The forum was attended by bishops, clergy and lay representatives from each diocese, together with representatives from the US-based Episcopal Church, USPG, the Episcopal Church of the Philippines, the Diocese of Taiwan, the Anglican Church of Korea, and also ecumenical guests. International experts took part, along with local clergy who shared individual stories from those directly affected by the disaster.

… Arguing for an end to nuclear power, NSKK priest John Makito Aizawa said: “Both religiously and ethically, we cannot allow nuclear power plants to continue running. They produce deadly waste, which we have no way of processing into something safe.”

At the U.N., Jillian Abballe, the Advocacy Officer and Head of New York Office for the Anglican Communion, participated in a panel discussion about the role of faith communities in planting and nurturing the seed of climate responsibility.
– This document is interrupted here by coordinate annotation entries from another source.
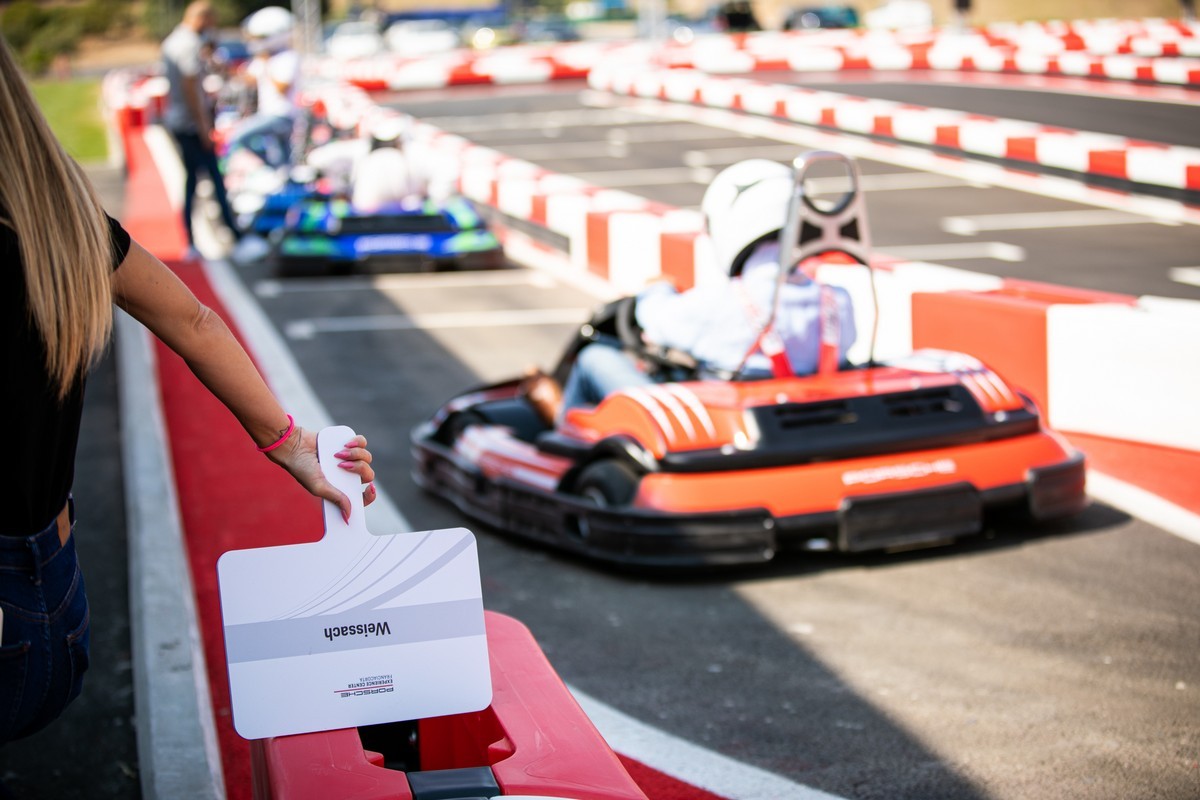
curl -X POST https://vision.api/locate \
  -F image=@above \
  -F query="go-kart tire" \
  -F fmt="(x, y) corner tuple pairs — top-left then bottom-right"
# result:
(575, 458), (642, 509)
(434, 409), (487, 447)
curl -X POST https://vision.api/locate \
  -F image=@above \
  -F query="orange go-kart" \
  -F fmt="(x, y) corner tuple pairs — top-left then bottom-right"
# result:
(413, 152), (1086, 566)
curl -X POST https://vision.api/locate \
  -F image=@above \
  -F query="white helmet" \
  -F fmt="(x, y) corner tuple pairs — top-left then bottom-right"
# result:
(367, 114), (408, 148)
(241, 6), (295, 52)
(700, 158), (793, 277)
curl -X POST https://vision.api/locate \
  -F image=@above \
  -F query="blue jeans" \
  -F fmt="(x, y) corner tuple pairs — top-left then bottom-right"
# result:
(170, 131), (241, 246)
(559, 342), (654, 416)
(0, 513), (89, 744)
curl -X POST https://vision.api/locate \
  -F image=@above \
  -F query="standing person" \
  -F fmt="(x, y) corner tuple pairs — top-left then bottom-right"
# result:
(162, 0), (241, 258)
(0, 29), (376, 743)
(229, 6), (300, 167)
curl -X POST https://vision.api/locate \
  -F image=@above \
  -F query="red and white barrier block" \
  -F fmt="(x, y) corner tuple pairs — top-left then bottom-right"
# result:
(588, 68), (1200, 191)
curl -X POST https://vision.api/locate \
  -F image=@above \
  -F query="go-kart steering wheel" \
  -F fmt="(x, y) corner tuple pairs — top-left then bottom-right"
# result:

Jillian said the Anglican Communion is speaking out about the environment and how to understand the world through a holistic theology that reconciles the people, the planet and prosperity.

She said: “The commitments we make as communities and global networks make a statement to the world and re-shape our imagination of mission and how we respond to such crises. For example, at the recent 17th session of the Anglican Consultative Council a resolution was passed that recognised the scale of the global climate emergency and encouraged all Anglican churches to live out what is called the fifth Mark of Mission – ‘to strive to safeguard the integrity of creation, and sustain and renew the life of the earth.’”

She highlighted the role of the Anglican Communion Environment Network in advocating for responsible environmental stewardship, support and leadership to local initiatives, and educating Anglicans as individuals and communities to become better stewards of creation.

Jillian said the Communion has begun to implement collaborative strategies across its provinces and working with the Environmental Network and the Anglican Alliance, it is bringing together development, relief and advocacy activities combined with capacity building and training.

…Responding to questions, Jillian said: “there is urgent action that needs to be taken that we possibly haven’t fully imagined. . . I hope in our faith traditions we can call up the spirituality to usher us into an era where we can have that imagination to create new solutions.”

Finally, Anglicans worldwide are being encouraged to take action to combat air pollution.

Resolutions from the Anglican Consultative Council meeting in Hong Kong [which took place April 28-May 5, 2019], published this week, recognise that there is a global climate emergency and encourages all Anglican churches to live out the fifth Mark of Mission – “to strive to safeguard the integrity of creation, and sustain and renew the life of the earth.”

Calls to action from the environmental resolution include: a day of public repentance and a Lenten fast for creation; sustainable living action plans, resources and policies to minimise waste, increase use of renewable energies and incorporate “creation care” into liturgy; identifying climate threats and running strategic planning conferences on the sustainable development goals and climate change, and encouraging the Lambeth Conference 2020 to be as environmentally sustainable as possible.

World Environment Day is being hosted by China this year and Bishop Andrew Chan of Western Kowloon in the Hong Kong Sheng Kung Hui, has written a prayer for the day which is available on the ACEN Green Anglicans website along with sermon and liturgy resources.

According to the site there are 4.2 million deaths every year as a result of exposure to ambient (outdoor) air pollution, while 91 per cent of the world’s population lives in places where air quality exceeds WHO guideline limits. It also states that more people die from air pollution than HIV and Malaria.